Michael spoke for the first time. “Hey, man. I was a registered lifeguard. Maybe I can search the shore.” Nicole caught the antiseptic smell of hard alcohol on his breath and almost gagged. She realized she hadn’t eaten since lunch and felt hungover from the Xanax she’d taken on an empty stomach.
“Sir,” Officer Morello said. “You’d help us best by staying right here for now.”
“Gotcha,” Michael said, and stepped back, half falling to sit on the shelf of a rock.
Jesus, Nicole thought, he was wasted. And where was Tiffany? And Rip? At least Tenzin and Susanna, and hopefully Grace, were with the kids. Nicole thought of Wyatt’s being tucked into bed again by Tenzin’s warm hands, then she imagined Dash, barefoot and in thin nightclothes, shivering in the shadowy woods.
“Okay,” Allie said loudly, “Can we focus here? What are you doing to find Dash? Why are we just standing here?”

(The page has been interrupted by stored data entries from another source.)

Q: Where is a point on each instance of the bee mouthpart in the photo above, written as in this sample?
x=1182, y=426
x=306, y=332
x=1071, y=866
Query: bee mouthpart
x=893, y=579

“The rangers will be here any minute, ma’am. For now, we need to ask you some questions. To get vital info that will help us help the search team once they arrive. Okay?”
“Yes,” Allie said, “Yes, please. Ask me.”
Nicole tightened her grip around Allie’s trembling shoulders. She felt Allie resist, then melt into her arm. The wind picked up, and the cordgrass shivered, the whisper of the stalks a shushing that momentarily drowned out the hum of the cop car’s engine. Nicole and her brother had called the grass sea-hay as kids, and had used it for make-believe magic wands.